WikiLeaks, run by Australian journalist Julian Assange, released 8,761 documents relating to the CIA. According to their website, the leak is “the largest ever publication of confidential documents on the agency.” The amount of documents already surpasses three years of NSA leaks by Edward Snowden. This isn’t even the full extent of CIA documents hacked, as WikiLeaks tweeted that just one percent of Vault 7 has been released.

So what kind of information did the documents include? The CIA, through the use of malware, is able to hack any iOS, Linux, Solaris, or macOS device. They also have the ability to compromise a number of anti-virus programs. A tool named “Weeping Angel” allows the agency to hack into the microphone of certain Samsung smart TVs.
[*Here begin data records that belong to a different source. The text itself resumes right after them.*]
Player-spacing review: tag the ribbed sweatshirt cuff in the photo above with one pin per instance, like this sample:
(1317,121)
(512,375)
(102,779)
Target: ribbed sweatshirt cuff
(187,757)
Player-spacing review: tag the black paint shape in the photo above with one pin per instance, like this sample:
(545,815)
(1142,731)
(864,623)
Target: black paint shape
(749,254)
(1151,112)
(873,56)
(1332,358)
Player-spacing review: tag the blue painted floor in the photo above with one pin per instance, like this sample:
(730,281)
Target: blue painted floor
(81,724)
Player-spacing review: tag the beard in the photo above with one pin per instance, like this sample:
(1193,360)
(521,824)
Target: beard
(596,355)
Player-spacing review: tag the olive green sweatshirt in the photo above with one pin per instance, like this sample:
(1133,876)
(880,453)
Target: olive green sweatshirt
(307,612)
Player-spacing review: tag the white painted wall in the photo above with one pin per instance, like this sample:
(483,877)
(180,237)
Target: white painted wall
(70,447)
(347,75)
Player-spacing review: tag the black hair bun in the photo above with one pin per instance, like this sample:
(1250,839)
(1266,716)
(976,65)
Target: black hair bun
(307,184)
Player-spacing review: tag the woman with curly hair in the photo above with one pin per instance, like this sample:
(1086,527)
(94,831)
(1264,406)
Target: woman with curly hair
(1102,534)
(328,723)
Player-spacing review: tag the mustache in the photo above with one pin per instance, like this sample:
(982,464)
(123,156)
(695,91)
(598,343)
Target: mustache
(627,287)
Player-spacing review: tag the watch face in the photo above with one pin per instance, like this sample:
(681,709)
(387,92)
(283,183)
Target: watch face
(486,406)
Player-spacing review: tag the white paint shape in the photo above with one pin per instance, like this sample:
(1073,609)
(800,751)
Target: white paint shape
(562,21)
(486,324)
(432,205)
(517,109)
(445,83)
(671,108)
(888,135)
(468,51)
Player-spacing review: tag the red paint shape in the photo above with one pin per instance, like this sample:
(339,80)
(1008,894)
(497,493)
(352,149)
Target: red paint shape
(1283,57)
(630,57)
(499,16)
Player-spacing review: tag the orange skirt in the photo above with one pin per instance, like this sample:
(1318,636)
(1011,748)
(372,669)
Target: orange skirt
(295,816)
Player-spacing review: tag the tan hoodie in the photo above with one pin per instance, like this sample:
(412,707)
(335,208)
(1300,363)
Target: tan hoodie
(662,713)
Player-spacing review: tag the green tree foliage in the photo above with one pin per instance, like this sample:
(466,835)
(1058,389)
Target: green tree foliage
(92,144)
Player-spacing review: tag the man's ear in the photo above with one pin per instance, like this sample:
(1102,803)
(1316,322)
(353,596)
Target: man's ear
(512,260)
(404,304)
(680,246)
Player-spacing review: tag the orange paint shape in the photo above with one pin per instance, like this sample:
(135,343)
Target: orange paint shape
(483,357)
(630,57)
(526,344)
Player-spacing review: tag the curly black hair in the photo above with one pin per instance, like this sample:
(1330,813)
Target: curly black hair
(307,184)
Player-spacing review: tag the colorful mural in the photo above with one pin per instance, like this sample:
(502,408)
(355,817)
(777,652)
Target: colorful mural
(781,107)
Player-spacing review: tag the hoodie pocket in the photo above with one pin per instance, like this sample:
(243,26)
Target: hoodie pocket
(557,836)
But perhaps the most unsettling piece of information reveals that the CIA has looked into hacking smart cars, providing the ability to remotely crash select vehicles.

This technology is allegedly only intended for foreign uses, although according to Rolling Stone Magazine, the CIA was also supposed to disclose software vulnerabilities, which they did not do.

According to the Free Thought Project, congressman Dennis Kucinich said that “It is becoming increasingly clear that we are sliding down the slippery slope towards totalitarianism, where private lives do not exist.” If these leaks are an indicator of what’s to come, we can expect plenty more from WikiLeaks in the near future.